This repo is the official implementation of DPT: Deformable Patch-based Transformer for Visual Recognition (ACM MM2021). We provide code and models for the following tasks:
Image Classification: Detailed instruction and information see classification/README.md.
Object Detection: Detailed instruction and information see detection/README.md.
The papar has been relased on [Arxiv].
Deformable Patch (DePatch) is a plug-and-play module. It learns to adaptively split the images input patches with different positions and scales in a data-driven way, rather than using predefined fixed patches. In this way, our method can well preserve the semantics in patches.
In this repository, code and models for a Deformable Patch-based Transformer (DPT) are provided.

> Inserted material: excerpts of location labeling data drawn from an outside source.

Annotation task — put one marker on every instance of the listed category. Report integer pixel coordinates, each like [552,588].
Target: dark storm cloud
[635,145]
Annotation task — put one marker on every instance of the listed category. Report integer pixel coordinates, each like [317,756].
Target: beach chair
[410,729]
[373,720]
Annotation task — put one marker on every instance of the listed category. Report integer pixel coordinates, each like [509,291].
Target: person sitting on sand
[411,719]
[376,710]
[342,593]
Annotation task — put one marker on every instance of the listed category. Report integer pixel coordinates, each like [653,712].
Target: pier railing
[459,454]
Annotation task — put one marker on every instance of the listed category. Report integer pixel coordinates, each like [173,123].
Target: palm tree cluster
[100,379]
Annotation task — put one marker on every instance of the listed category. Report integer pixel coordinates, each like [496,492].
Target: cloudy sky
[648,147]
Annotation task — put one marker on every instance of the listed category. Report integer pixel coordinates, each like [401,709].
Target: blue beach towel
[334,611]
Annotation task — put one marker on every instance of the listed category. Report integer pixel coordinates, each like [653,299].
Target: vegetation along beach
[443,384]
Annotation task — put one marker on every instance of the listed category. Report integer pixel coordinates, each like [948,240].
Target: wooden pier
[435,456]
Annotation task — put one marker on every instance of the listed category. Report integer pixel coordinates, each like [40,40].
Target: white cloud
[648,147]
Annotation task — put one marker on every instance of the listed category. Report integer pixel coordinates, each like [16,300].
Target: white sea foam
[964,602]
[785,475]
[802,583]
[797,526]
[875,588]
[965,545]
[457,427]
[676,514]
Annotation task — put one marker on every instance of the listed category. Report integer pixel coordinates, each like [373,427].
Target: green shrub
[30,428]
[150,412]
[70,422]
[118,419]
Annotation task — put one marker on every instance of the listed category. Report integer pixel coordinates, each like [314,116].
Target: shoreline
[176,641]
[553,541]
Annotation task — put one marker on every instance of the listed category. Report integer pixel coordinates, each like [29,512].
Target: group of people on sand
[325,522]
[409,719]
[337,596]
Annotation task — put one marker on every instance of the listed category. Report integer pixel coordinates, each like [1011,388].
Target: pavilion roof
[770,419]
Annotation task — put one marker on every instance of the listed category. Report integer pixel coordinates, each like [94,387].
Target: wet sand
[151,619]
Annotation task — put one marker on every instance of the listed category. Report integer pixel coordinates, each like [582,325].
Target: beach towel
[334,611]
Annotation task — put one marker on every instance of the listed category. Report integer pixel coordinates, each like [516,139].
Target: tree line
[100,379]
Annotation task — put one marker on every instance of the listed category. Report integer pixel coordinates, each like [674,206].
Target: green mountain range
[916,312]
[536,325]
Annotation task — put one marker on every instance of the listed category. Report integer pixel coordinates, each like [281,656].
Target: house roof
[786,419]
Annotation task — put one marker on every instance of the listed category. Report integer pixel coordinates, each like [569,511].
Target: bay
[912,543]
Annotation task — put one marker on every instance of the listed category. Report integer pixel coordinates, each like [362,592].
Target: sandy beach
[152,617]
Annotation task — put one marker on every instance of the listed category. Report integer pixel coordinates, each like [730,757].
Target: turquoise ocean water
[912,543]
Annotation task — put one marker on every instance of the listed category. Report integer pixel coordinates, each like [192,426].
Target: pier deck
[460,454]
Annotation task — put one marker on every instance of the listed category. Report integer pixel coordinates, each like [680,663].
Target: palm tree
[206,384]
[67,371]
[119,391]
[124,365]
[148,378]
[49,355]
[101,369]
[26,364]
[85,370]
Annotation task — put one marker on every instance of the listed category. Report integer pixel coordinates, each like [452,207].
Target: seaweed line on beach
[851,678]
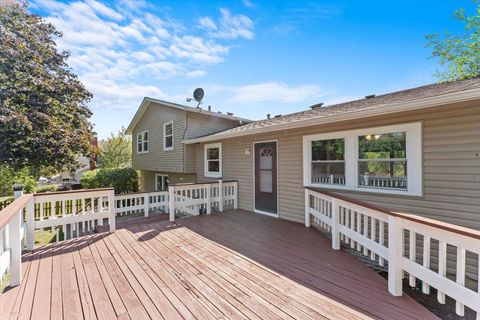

As this field is developing rapidly, we are willing to see our DePatch applied to some other latest architectures and promote further research.
Training commands and pretrained models are provided >>> here <<<.
Method | #Params (M) | FLOPs(G) | Acc@1 |
---|---|---|---|
DPT-Tiny | 15.2 | 2.1 | 77.4 |
DPT-Small | 26.4 | 4.0 | 81.0 |
DPT-Medium | 46.1 | 6.9 | 81.9 |
Training command and detailed results are provided >>> here <<<.
@inproceedings{chenDPT21,
title = {DPT: Deformable Patch-based Transformer for Visual Recognition},
author = {Zhiyang Chen and Yousong Zhu and Chaoyang Zhao and Guosheng Hu and Wei Zeng and Jinqiao Wang and Ming Tang},
booktitle={Proceedings of the ACM International Conference on Multimedia},
year={2021}
}
This repository is released under the Apache 2.0 license as found in the LICENSE file.
Our implementation is mainly based on PVT. The CUDA operator is borrowed from Deformable-DETR. You may refer these repositories for further information.